Practice Point: It is clear that diminishing resources have put substantial pressure on the Appeals process. In several recent Appeals sessions, Exam has been invited to stay for our clients’ rebuttal to Exam’s presentation. After the taxpayers’ presentation, Appeal tries to elicit a back-and-forth communication between the taxpayer and Exam, putatively to ensure that all of the relevant facts are developed and agreed upon. Exam typically has counsel at these Opening Conferences, which tends to make Exam more of an advocate as opposed to the traditional developer of the facts and of the IRS’s audit position. This two-way communication seems to be an attempt to morph the Appeals session into some type of mini-mediation akin to a FastTrack session. Taxpayers therefore must take care to plan their settlement strategy, as the line between development of the facts and discussion of the hazards can be blurry. While in some cases it might be useful to negotiate in the presence of the Exam team, we have found that more progress typically is made when Exam leaves the room.
The Internal Revenue Service Office of Appeals (IRS Appeals) recently announced that it will offer a new virtual “face-to-face” option in the form of web-based communication to taxpayers and representatives to resolve tax disputes. IRS Office of Appeals Pilots Virtual Service, IRS (July 24, 2017. This announcement comes on the heels of other changes at IRS Appeals that curtail the ability of taxpayers to have face-to-face hearings with IRS Appeals. The IRS cites the need for the new service because of IRS Appeals’ large (and growing) case load—more than 100,000 cases each year! For some our prior coverage on recent changes at IRS Appeals, see here, here, here and here.

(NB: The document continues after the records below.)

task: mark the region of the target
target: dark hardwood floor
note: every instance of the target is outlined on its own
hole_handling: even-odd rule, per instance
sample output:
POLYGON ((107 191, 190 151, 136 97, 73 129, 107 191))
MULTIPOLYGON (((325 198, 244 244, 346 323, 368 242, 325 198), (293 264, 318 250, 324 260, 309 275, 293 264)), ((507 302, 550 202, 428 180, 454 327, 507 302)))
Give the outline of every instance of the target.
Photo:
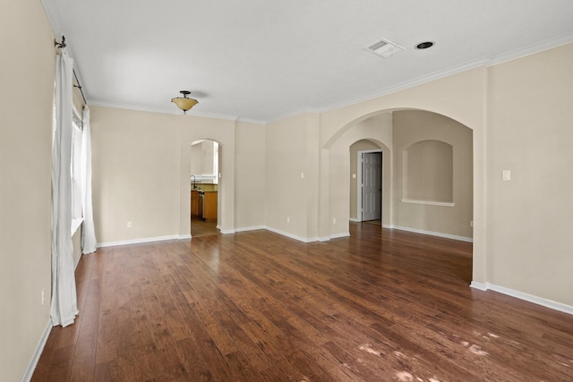
POLYGON ((191 216, 191 236, 201 237, 201 236, 213 236, 219 234, 219 230, 217 228, 217 222, 206 222, 199 216, 191 216))
POLYGON ((351 224, 107 247, 33 381, 570 381, 573 319, 468 286, 471 244, 351 224))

Practice Point: In the wake of an ever-shrinking budget, resources and staff, the IRS really has no choice but to try new and arguably more efficient methods to move cases along. The backlog of cases at IRS Appeals is staggering, and our clients are experiencing long wait times until a case is even assigned to an IRS Appeals officer. Then when the case is assigned, it typically sits for months until real progress can be made. This is not the fault of the IRS or the individual Appeals’ officers, but really the reality of a resource-starved governmental agency. The virtual appeals conference is seemingly a good method to conduct an Appeals conference for simple cases. If a case is complex, however, a virtual conference may be no different (or no more effective) than a telephonic conference. In cases that require extensive explanation, it is hard to see how the IRS Appeals conference will be effectively conducted virtually. But “hope springs eternal.”